Negotiation or an auction?

By — on / Business Negotiations, Daily

Adapted from “Negotiations Versus Auctions in Procurement,” first published in the Negotiation newsletter.

When developing procurement contracts, when should you hold an auction, and when should you negotiate? In a study of more than 4,000 private-sector construction contracts in Northern California between 1995 and 2000, researchers Patrick Bajari, Robert McMillan, and Steven Tadelis examined the differences between projects that were directly negotiated versus those that were up for auction. The researchers found that fixed-price contracts were much more likely to be transacted through auctions, while “cost plus” contracts (in which the supplier charges direct costs plus a negotiated profit margin) were virtually all negotiated.

Anecdotal discussions with procurement executives for very large corporations suggest a twist on this result. These executives argue that auctions are not needed for the simplest of commodities, since simultaneous negotiations have already succeeded in getting suppliers to sharpen their pencils. Rather, suppliers whose level of complexity is low to medium provide the most opportunity for auctions to outperform negotiations.

Bajari and colleagues also argue that the more complex the project, the more the buying firm may need input from potential contractors.
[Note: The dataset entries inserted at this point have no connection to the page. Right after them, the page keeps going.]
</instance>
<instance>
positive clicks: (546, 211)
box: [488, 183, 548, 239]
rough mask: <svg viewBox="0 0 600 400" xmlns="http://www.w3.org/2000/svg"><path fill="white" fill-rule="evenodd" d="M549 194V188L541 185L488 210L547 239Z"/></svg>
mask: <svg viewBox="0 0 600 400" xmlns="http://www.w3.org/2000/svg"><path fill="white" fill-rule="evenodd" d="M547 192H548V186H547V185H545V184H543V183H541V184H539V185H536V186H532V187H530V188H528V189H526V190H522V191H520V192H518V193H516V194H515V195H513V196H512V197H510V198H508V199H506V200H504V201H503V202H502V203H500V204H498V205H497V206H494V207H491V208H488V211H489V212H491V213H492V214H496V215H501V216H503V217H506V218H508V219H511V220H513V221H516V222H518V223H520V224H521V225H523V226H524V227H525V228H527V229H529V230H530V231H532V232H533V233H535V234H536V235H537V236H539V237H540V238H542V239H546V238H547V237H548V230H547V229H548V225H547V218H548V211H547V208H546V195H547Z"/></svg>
They further suggest that negotiations are much more conducive than auctions to getting advice from suppliers and building partnerships with them. In addition, they find that negotiated contracts are more likely to go to highly reputable contractors, while auctions tend to benefit lower-quality contractors. Auctions focus exclusively on price, which makes lower-quality providers competitive. In fact, bidding for a contract in an auction may signal to the seller that you do not care about quality.

Finally, the researchers note that the attractiveness of auctions depends on the state of the economy. When times are hard, contractors will spend the time and effort required to place a bid. But when the economy is strong, contractors devote their time to billable work, and the number of bidders in auctions falls.